Reviewed by Dennis Schwartz
Amy Scott (“Hal”) directs a loving and intimate documentary on the 60-year-old rock singer and winner of multiple music awards, Sheryl Crow.
The rocker started out as an elementary school music teacher in the St. Louis suburbs of Fenton, Missouri, and was doing commercial jingles for McDonalds and then became a part of Michael Jackson’s team of back up singers that traveled with him in 1987 to Tokyo. After her 1992 solo album failed, she joined up for a few years with the Los Angeles group called the “Tuesday Night Music Club.” Her next effort as a solo artist came in the mid-nineties as her song on her group album “All I Wanna Do” became a hit and she was on her way to establishing herself as a rock icon but not without facing a few controversies and criticism for being a schemer (she drew attention with the unfortunate deaths of her boyfriend Kevin Gilbert and the suicide of songwriter John O’Brien), and battling breast cancer.
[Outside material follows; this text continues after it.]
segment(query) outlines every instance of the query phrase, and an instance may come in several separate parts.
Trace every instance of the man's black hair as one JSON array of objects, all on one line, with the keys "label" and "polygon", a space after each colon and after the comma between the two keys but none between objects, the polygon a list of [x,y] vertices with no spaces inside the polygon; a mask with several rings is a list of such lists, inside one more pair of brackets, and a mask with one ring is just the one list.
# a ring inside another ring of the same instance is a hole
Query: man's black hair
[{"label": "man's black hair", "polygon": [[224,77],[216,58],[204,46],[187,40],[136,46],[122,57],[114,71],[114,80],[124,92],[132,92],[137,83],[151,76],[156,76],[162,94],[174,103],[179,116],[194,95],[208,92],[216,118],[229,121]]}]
Crow soon emerged as a polished bluesy singer with songs like “Leaving Las Vegas” and in “What I Can Do For You” to become a bona fide rock star.
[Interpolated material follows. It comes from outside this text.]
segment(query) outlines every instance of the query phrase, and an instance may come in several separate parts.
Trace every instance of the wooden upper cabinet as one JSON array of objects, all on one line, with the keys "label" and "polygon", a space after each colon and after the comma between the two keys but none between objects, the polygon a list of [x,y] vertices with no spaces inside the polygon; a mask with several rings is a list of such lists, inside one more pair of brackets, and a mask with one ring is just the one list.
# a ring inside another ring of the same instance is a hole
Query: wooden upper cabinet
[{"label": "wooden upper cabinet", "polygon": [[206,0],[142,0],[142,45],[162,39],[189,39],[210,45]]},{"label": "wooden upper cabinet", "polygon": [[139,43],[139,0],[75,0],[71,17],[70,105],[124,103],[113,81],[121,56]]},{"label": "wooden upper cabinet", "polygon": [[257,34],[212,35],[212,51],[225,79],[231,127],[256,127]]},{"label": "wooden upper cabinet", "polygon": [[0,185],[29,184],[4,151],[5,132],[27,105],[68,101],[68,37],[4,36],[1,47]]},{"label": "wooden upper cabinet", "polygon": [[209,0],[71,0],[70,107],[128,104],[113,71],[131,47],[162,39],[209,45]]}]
The film tells her story through interviews with her (the bulk of the film) and interviews with close allies like Keith Richards, Laura Dern (briefly her roommate), Joe Walsh, Emmylou Harris, and Brandi Carlile. There were also behind-the-scenes cinema vérité on the road and in her studio, never before seen archival footage that takes in 20 years of touring.
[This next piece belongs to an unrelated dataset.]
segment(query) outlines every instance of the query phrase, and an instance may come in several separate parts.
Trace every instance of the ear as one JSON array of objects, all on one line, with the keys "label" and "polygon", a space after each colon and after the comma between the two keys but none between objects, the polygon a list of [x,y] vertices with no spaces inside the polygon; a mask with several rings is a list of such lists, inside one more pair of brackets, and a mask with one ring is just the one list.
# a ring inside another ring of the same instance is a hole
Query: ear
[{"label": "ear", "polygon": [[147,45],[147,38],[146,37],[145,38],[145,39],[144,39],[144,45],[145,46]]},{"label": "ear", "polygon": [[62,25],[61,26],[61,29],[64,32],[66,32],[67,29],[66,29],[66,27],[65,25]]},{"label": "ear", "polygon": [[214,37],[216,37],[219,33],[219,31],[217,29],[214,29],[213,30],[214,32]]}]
She’s seen as friendly, generous and warm. Those in her corner appearing in the film also include her longtime manager and collaborator Scooter Weintraub (saved by him from Michael Jackson’s underworld connected manager Frank DiLeo, who made her uneasy when he tried to force himself on her as manager and lover); Tuesday Night Music Club member Bill Bottrell; and her parents Bernice and Wendell Crow. The film also notes her failed romantic engagements and adoption of two boys. The result is a positive portrait that fans of Sheryl should like.
It opened this year’s SXSW Film Festival.